The Scripture readings for today may at first glance not seem so helpful to us. The images of skies being ripped open, of stars falling from the heavens, of the Son of Man coming on the clouds seem strange and alien to us. In fact, much of the apocalyptic literature of the Bible can read a bit like a bad science-fiction movie to our modern eyes. But there is something there nonetheless. The secret to reading apocalyptic texts in the Bible is not to get caught up in taking them literally as predictions. They are expressions of a deeply felt longing for redemption. The key is read through the bizarre images to see the longing that lies behind them, because this longing is holy and precious and real.

“Oh, that you would tear open the heavens and come down, so that the mountains would quake at your presence” We know next to nothing of the prophet who wrote these words, the third of the prophets collected in the book of Isaiah. Third Isaiah wrote after the return from exile in Babylon, when the people of Israel were rebuilding their country. That is about all we know. Except that times must have been hard, a constant struggle with disappointment and failure, their spirits sickened by injustice and violence. We can infer this because we can hear the intensity of longing for redemption, the impatience that echoes through these words. We have heard the stories of old, of God’s great deeds of power in the Exodus – if only God would come to us like that now, tearing open the veil of the sky like a curtain, setting the too too solid rock of the mountains seething like water at the boil. Whatever was going on in his life, we can hear the urgent, heart-sick, desperate longing for redemption from struggle and injustice.

Over two thousand years later this longing struck a chord in a German Jesuit priest by the name of Friedrich Spee. On the basis of these words he composed a hymn that has become a beloved German Advent carol. (You heard it as the opening hymn in today’s service.)

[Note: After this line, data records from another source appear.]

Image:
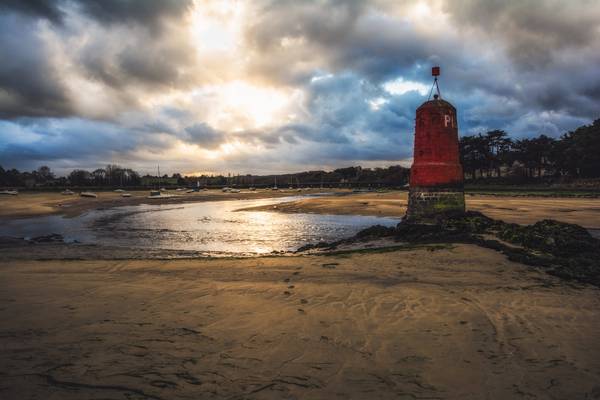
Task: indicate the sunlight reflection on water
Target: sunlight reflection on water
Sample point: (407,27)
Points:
(207,226)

Friedrich Spee lived in the early 1600s; and though he had a privileged position, he lived in an awful time. The Thirty Years War was ravaging Germany with marauding armies; and, perhaps driven by anxiety about that violence, his area was hit by a wave of witch-hunting. As a priest, it was Spee’s duty to act as chaplain to those accused of witchcraft, to be at their side as they were tortured and led to be burned at the stake. He did so as a person completely convinced of their innocence. In fact, he went on to write a treatise condemning both witch trials and torture, a work that was influential in bringing these horrors to an end.

But in the meantime – can you imagine the burden he had to bear, day after day, watching human evil and stupidity crush innocent people with such violence and cruelty – and all that in the name of God? We can understand where the intensity of his pain and his longing comes from. In that situation, he has no use for a faith that only encourages everyone to be a bit nicer. He needs the urgency of the Biblical prophets who have looked cruelty and folly in the eye, and call down God’s justice to tear open the heavens and come with power to set things right.

I envy this urgency, this intensity of longing. Not the pain that lies behind it, thank you very much, I don’t want that. But that the Spirit would awaken something more of that holy longing for justice, for healing, for redemption in me. It is a longing that is born out of compassion, out of a clear and caring view of human suffering. And it is a longing that is consummated in hope, and the intensity of our longing is met by a promise, by a glimmer of God’s own caring attention that reminds us that we are in God’s hands. These three, the compassion, the longing, the hope, each is holy – and together they mark out the spiritual landscape of Advent.

Perhaps this year, as we come somewhat beaten up to this holy season, having been put through the emotional wringer – perhaps we have been made ready to encounter Advent anew, to learn its spiritual lessons perhaps it can teach us that God can be met in darkness, that as we are overcome with care and grief and desperation, we will find God leaning into our longing with ever deeper compassion.